Additionally, ageism towards women puts a timeframe on many women’s career and cuts off their success or prevents older women from trying due to the uneven pressure that women face about their looks. Sophomore Robert Fischer observed that “women definitely seem to be objectified in terms of the music industry and they will be treated different because the audience will be looking for different things.” This creates an additional obstacle that filters out many potential talented female artists. Senior Issaac Cheung pointed out that “male artists are generally given more opportunities and representation than female artists. Another way they are treated differently is through objectification, with female artists often being sexualized more than male artists.” Because these expectation of being sexually appealing exists for many women, especially women of color or women in rap or pop, it creates a standard that is unwanted to some. This can contribute to the sexual harassment, including inappropriate interview questions or requests by managers. When women are harassed, many obstacles prevent them from coming forward. An example of this is Megan Fox who was blacklisted from Hollywood after she spoke out about Michael Bay being uncomfortable to work with.

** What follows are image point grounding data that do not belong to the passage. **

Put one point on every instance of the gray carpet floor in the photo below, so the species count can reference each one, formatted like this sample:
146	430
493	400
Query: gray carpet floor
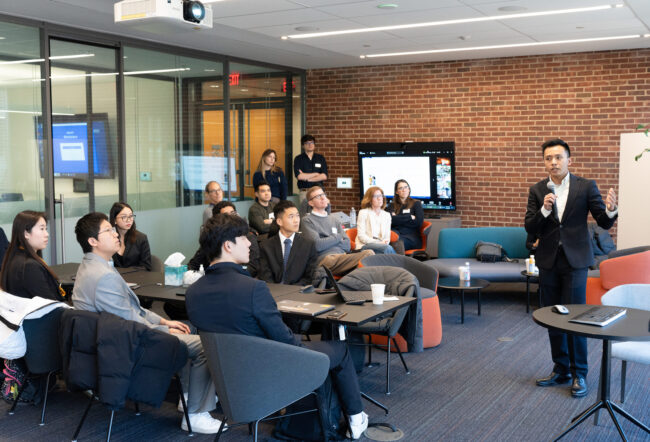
478	385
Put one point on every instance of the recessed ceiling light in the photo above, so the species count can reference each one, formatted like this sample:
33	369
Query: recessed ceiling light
515	45
306	28
453	22
512	8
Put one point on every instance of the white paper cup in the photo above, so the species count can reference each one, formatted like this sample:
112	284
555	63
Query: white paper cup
377	293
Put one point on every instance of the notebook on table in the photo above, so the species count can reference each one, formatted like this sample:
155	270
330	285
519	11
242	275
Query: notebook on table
600	316
302	307
347	295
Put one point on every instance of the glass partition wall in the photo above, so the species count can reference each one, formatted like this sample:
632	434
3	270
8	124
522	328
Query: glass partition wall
98	120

When it comes to awards and recognition, women are also often overlooked. According to Billboard, “Women comprised the lowest percentage of nominees in album of the year, with 9.7 percent female nominees over ten years, and producer of the year, with just 1.9 percent female nominees in this category over ten years.” This displays bias and discrimination with what music award shows considered groundbreaking and worthy of recognition. Also, women face unequal treatment when it comes to how media outlets treat them. Junior Haley Ross observed that “there is a discrepancy between what women and men can talk about or say. I was watching a Selena Gomez documentary and it was talking about how she was not able to move on because interviewers kept bringing up past relationships and her past relationships were used as a weapon.” Women are often shamed more heavily for divorces, multiple marriages, and short flings. Additionally, domestic violence against women is a common occurrence in celebrity couples. When a female artist dates a male one, she will receive accusations of being a gold digger, using her partner for ghostwriting, and her career becomes defined by being this partner. Freshman Tasha Gilmor noted similar discrimination stating, “I feel like people try to bring up controversy and beef between two female artists like Taylor vs Selena.”  When two women do well in pop or rap it is seemed as a battle between the two as if there is only room for one popular female artist per genre.

With these issues compounded, it becomes clearer why women dominate so little of musical statistics and award shows despite how important they are to music.